In recent years, Prof. Liang’s group has been focusing on the fundamental study of structure-activity relation of nanomedicine in biological systems, aiming at optimizing the drug-forming properties of nanomedicine for clinical research and applications. Previous studies from his group have shown that nanoparticles with varied size exhibited different behaviors in tumor tissues, including passive targeting, penetration, retention, internalization, etc. The relevant results further clarify the debate over “whether there are size-effects of nanomedicine in solid tumors” explored in this field for many years, providing an important guiding reference for the design of nanomedicine (ACS Nano, 2012, 6, 4483; Cancer Research, 2013, 73, 319).
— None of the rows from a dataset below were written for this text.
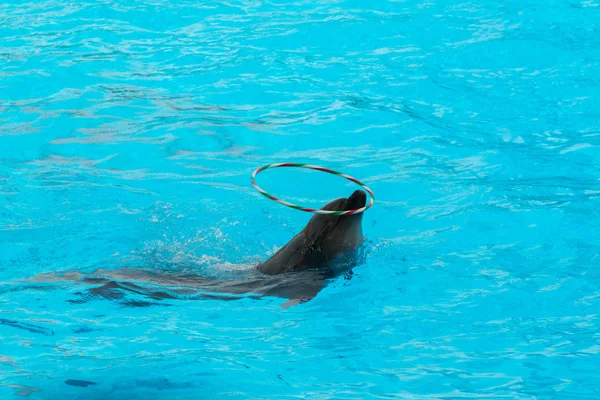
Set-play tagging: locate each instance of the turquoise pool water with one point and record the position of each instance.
(128, 133)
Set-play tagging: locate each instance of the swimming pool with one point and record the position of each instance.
(128, 133)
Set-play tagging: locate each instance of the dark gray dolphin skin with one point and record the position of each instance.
(325, 248)
(323, 241)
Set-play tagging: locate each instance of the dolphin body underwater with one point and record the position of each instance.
(325, 248)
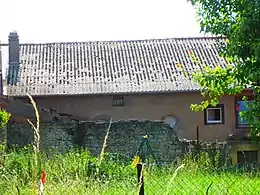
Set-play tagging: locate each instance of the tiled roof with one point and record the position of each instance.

Particularly, researchers from Prof. Liang’s group focused on the biological mechanism of small-sized nanomedicine, and filled the gap of the systematic studies of their endocytic mechanism, nuclear targeting, biodistribution, and metabolism, etc. The related research results have laid an important foundation for the regulation of interactions between tumor and nanomedicine (ACS Nano, 2014, 8, 5852; ACS Nano, 2015, 9, 9986; Bioconjugate Chemistry, 2017, 28, 1, 239). Furthermore, the research team has developed a series of drug delivery systems for cancer treatment, for instance, the targeted delivery of platinum drugs to prostate cancer cells (ACS Nano, 2014, 8, 4205), more efficient nuclear targeting of nanomedicine (ACS Nano, 2014, 8, 5852), and mitochondrial oxidative stress amplifier for cancer treatment (Nature Nanotechnology, 2019, 14, 379), etc.
To overcome the multiple biological barriers during drug delivery, based on the previous studies, the researchers comprehensively considered the various biological behaviors of nanodrug particles in vivo and constructed a transformable sunflower-like nanostructure for controllable gene therapy. The large-sized nanosunflowers passively target the tumor site at the first stage; With the NIR triggered transformation and shrinkage, those particles penetrate into the deeper tumor tissue and are taken up by cells. As a result, the efficient and controllable gene down-regulation is achieved, and the tumor growth is significantly inhibited. The transformable nanosunflowers provide an excellent model for the design of nanovehicles, and the system has great potential in biomedical applications (Science Advances, 2019, 5, aaw6264).
Dr. Shuaidong Huo and Ningqiang Gong are the co-first authors of this work, Dr. Shuaidong Huo and Prof. Xing-Jie Liang supervised the entire project as corresponding authors. This work was supported by the Natural Science Foundation key project, Strategic Priority Research Program of the Chinese Academy of Sciences, the external cooperation programs of BIC, the Chinese Academy of Sciences and the National Natural Science Foundation of China.